US revokes visa of International Criminal Court chief prosecutor
US authorities revoked International Criminal Court chief prosecutor Fatou Bensouda’s entry visa to the United States, her office and the US State Department confirmed Friday.
“It is our understanding that should not have an impact on the Prosecutor’s travel to the US to meet her obligations to the UN, including regular briefings before the UN Security Council,” her office said in a statement.
“The Office of the Prosecutor has an independent and impartial mandate under the Rome Statute of the ICC. The Prosecutor and her Office will continue to undertake that statutory duty with utmost commitment and professionalism, without fear or favor,” it said.
A State Department spokesperson reiterated that the US would “take the necessary steps to protect its sovereignty and to protect our people from unjust investigation and prosecution by the International Criminal Court (ICC).”
UN Spokesperson Stéphane Dujarric said Friday that they “expect the United States to live up to the agreement to allow for the travel of ICC staff members to do their work at the United Nations.”
The State Department spokesperson said the US will implement the visa restrictions “consistent with applicable law, including the UN Headquarters Agreement.”
“Under these measures, we will not interfere with travel to the UN for official UN purposes,” they said.
Secretary of State Mike Pompeo announced in mid-March that the US would revoke or deny visas to ICC personnel — a move meant to deter a potential investigation by the Hague-based judicial body into alleged war crimes and crimes against humanity committed by US troops in Afghanistan.
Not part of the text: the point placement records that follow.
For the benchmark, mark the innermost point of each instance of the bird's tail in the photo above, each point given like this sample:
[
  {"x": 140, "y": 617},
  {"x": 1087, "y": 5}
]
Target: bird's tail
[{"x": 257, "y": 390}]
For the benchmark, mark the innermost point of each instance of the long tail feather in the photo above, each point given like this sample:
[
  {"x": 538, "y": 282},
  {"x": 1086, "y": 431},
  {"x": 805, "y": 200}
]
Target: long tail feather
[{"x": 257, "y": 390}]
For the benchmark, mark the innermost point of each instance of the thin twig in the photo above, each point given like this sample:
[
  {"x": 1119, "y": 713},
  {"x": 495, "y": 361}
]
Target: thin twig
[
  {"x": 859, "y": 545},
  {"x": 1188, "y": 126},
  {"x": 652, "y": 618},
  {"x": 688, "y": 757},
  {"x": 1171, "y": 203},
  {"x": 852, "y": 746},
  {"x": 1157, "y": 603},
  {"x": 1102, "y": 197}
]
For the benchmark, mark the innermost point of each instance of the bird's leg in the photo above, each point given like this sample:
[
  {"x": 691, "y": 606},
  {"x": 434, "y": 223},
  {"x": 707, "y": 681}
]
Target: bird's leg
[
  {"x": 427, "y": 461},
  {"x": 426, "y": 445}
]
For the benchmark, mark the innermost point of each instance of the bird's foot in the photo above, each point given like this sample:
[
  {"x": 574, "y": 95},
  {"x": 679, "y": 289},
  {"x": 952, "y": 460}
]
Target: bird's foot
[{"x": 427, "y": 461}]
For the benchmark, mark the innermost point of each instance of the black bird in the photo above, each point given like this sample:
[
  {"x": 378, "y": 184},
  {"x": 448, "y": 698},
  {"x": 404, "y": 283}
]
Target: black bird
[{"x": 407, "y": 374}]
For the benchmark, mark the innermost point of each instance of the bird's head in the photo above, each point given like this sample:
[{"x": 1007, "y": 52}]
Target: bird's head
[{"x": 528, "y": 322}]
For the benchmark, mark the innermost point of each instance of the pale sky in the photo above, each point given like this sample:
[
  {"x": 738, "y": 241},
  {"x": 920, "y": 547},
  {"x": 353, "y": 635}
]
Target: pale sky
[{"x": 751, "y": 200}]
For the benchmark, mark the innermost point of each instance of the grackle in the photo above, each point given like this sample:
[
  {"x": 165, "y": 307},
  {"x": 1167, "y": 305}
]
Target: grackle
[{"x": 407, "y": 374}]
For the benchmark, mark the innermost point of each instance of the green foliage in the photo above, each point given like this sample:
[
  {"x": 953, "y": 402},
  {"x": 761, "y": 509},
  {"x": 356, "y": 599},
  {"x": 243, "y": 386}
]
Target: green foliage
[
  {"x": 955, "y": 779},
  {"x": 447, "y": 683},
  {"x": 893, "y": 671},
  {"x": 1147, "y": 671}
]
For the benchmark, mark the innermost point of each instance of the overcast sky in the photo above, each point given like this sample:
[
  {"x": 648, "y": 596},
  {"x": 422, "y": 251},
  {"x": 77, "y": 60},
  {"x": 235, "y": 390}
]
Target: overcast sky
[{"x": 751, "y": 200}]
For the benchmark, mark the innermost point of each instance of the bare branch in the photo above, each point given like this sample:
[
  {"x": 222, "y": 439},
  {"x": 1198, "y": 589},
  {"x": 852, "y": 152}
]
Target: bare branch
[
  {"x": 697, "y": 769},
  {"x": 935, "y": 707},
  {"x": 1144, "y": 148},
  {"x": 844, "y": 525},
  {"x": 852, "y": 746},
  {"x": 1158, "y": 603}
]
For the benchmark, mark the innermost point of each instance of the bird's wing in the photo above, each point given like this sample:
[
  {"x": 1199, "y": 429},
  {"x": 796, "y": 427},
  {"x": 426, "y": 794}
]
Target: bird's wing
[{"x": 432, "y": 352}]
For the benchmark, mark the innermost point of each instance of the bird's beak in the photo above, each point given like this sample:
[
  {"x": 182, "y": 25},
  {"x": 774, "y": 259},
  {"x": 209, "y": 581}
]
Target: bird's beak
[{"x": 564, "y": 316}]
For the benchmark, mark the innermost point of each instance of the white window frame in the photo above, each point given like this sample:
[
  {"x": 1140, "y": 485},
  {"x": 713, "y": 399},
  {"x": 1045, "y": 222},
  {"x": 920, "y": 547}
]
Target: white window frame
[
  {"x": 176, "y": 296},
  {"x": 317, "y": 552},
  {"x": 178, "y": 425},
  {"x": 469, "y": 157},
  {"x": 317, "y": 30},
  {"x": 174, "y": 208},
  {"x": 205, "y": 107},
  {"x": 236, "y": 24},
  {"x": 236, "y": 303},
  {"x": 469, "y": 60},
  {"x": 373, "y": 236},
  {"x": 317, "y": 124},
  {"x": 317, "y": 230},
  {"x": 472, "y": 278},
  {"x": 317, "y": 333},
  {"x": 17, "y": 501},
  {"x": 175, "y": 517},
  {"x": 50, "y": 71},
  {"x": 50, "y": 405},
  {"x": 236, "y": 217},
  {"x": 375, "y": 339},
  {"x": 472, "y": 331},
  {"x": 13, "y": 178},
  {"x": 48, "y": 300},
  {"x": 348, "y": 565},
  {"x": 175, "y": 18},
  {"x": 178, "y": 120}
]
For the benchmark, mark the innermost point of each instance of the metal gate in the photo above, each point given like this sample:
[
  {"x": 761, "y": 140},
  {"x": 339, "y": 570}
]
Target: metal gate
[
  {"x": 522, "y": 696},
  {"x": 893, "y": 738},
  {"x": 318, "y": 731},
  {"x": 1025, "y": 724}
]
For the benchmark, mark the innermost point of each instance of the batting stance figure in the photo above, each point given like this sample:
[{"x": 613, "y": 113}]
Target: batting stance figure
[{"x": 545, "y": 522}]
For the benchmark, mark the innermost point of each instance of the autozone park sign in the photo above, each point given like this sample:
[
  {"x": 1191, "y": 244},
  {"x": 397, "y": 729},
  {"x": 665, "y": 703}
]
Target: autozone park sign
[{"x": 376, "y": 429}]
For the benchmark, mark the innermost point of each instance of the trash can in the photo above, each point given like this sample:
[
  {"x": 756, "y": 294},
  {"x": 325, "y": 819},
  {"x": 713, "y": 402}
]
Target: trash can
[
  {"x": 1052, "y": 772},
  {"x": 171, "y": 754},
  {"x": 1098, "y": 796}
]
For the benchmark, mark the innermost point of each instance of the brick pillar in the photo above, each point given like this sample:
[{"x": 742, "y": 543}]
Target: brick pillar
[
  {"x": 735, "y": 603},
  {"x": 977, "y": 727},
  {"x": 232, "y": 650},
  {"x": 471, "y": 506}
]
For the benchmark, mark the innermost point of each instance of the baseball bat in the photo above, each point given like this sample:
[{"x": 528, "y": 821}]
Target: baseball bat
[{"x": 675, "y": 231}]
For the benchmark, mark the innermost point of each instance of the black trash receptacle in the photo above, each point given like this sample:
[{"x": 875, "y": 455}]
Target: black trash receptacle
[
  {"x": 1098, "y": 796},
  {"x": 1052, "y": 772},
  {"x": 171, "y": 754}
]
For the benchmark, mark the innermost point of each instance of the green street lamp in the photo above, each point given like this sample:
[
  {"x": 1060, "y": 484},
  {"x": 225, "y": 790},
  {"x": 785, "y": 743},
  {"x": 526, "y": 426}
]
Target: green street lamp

Pompeo said the restrictions apply to “persons who take or have taken action to request or further such an investigation.”
Pompeo also warned about potential economic sanctions “if the ICC does not change its course.”
The US is not a member of the ICC.
In November 2017, Bensouda sought authorization to open an investigation into crimes connected to the conflict in Afghanistan. According to a statement from the time, Bensouda’s office “determined that there is a reasonable basis to believe” that members of the US armed forces and the CIA committed “war crimes.” The ICC has not yet made a decision on whether to authorize that investigation.
Pompeo slammed the potential investigation an example of “politically motivated prosecutions of Americans.”
“The first and highest obligation of our government is to protect its citizens and this administration will carry out that duty,” Pompeo said at the time.
The secretary of state also warned in March that “these visa restrictions may also be used to deter ICC efforts to pursed allied personnel including Israelis without allies’ consent.” The Palestinians have asked the ICC to investigate Israel for alleged human rights abuses.